The National Women’s Soccer League is continuing to invest in itself, announcing Wednesday that the league will implement VAR technology for the 2023 season and will increase its investment in the development of league officials.

“Based on the data and everything that I’ve learned over the last two and a half months, it’s clear that instituting and implementing VAR is probably the single most important thing that we could do to improve the consistency and the quality of the officiating,” NWSL commissioner Jessica Berman said during a Thursday call.

“We have the support from our Board [of Governors] to do whatever is necessary to make that happen.”

Issues with refereeing have continued to plague the NWSL this season, with Washington Spirit coach Kris Ward one of the team leaders who has called out the officiating.

The Professional Referee Organization provides the NWSL with officials, and most, if not all, of the 88 referees who work with the NWSL through PRO also work other jobs.

NWSL and USL referees also work without a collective bargaining agreement, something that could soon be rectified. The Professional Soccer Referees Association announced Wednesday that PRO had withdrawn its appeal of PSRA’s unionization, which had prevented the negotiation of a CBA.

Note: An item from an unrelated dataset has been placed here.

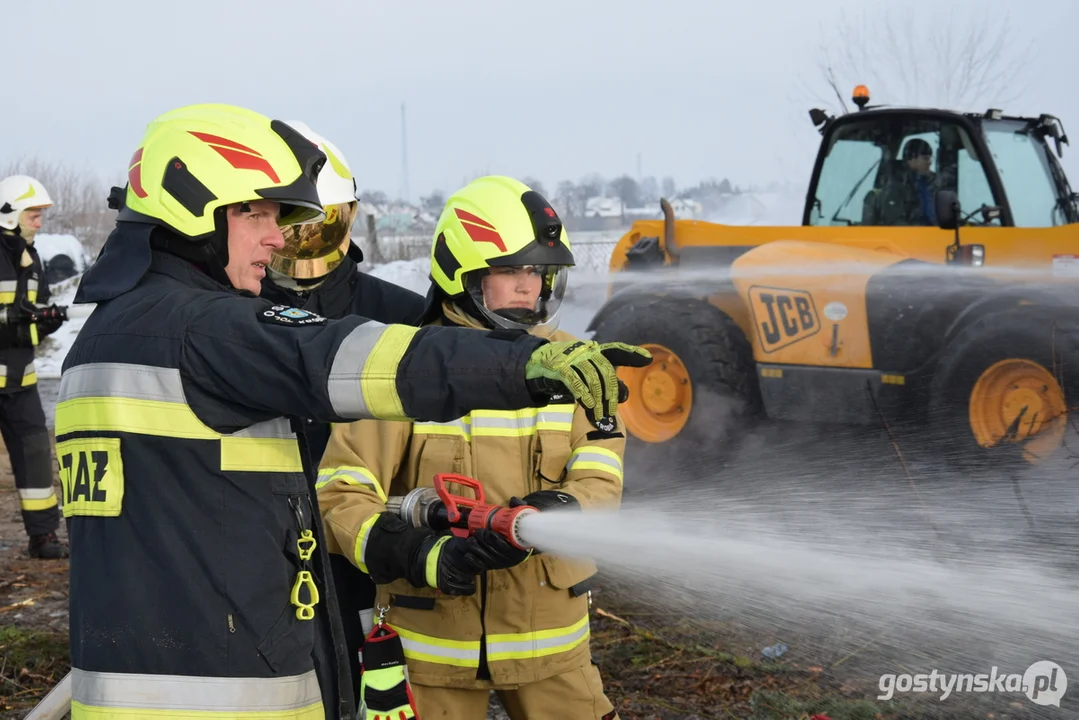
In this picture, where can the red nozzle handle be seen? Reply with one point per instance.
(452, 501)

“This will raise the professionalism and quality of officials to the standards the players, teams and fans desire,” PSRA said in a news release.

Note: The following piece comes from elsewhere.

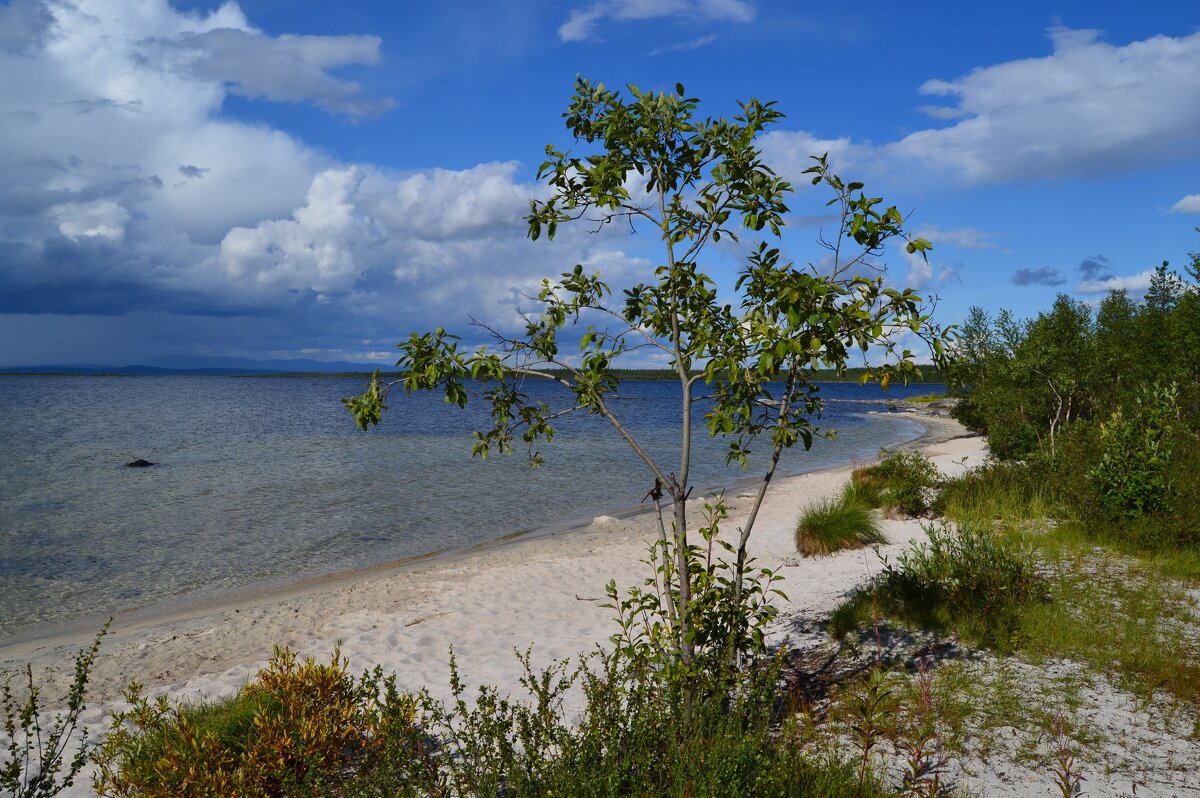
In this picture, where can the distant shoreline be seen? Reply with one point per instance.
(653, 375)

The increased investment in officiating will address “what we know has been a historical challenge” for the league, Berman said Thursday.

“Really, it’s not only VAR for next season,” Berman said. “We are taking a much more proactive approach in partnering with PRO so that our players, our coaches, our chief soccer officers start to increase their confidence with how this is being implemented and also have an opportunity to have feedback on ways that we can improve.

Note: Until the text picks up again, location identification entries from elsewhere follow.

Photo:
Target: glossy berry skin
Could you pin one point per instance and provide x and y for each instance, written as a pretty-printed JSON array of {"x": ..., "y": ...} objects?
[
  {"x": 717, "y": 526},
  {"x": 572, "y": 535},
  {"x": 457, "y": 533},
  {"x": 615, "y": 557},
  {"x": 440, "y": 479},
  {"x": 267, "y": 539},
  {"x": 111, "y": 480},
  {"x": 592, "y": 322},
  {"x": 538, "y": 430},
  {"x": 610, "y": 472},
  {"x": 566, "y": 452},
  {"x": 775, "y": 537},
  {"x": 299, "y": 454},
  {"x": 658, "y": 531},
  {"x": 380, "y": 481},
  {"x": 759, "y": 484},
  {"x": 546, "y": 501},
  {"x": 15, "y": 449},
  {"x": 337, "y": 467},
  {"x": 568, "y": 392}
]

“Similar to my leadership approach, we are going to be implementing a microcosm of that strategy so that we proactively open those lines of communication and help to increase capacity with the officials and help internally to build confidence in the process that we’re going through.”

The introduction of VAR will help, Berman said, as plays and calls will be reviewed.

“As we look ahead to next season, particularly with the introduction of VAR, one of the things that we’re looking at is to add cameras,” said Berman, adding that the league doesn’t yet know what that will look like or how many cameras will be added.

Still, the addition of VAR in international competitions hasn’t been a panacea.

The USWNT’s Concacaf W Championship opener last Monday provided a more in-depth look at what it might look like to implement the technology on a larger scale, with three different situations on the field requiring the technology — not without controversy.

At the Women’s Euros, Sweden has reached out to UEFA regarding a controversial VAR decision that took away a goal in the team’s 2-1 win Wednesday over Switzerland. A call was ruled offside, but a further look showed that the offside line was drawn incorrectly on the VAR.

“So we have a VAR room [where] the ref is being supported, but the same room clearly doesn’t know the rules,” Sweden goalkeeper Zecira Musovic wrote on Twitter. “A complete joke for the game.”

The NWSL could learn from the implementation of VAR in these competitions in the lead-up to the technology’s domestic debut in 2023.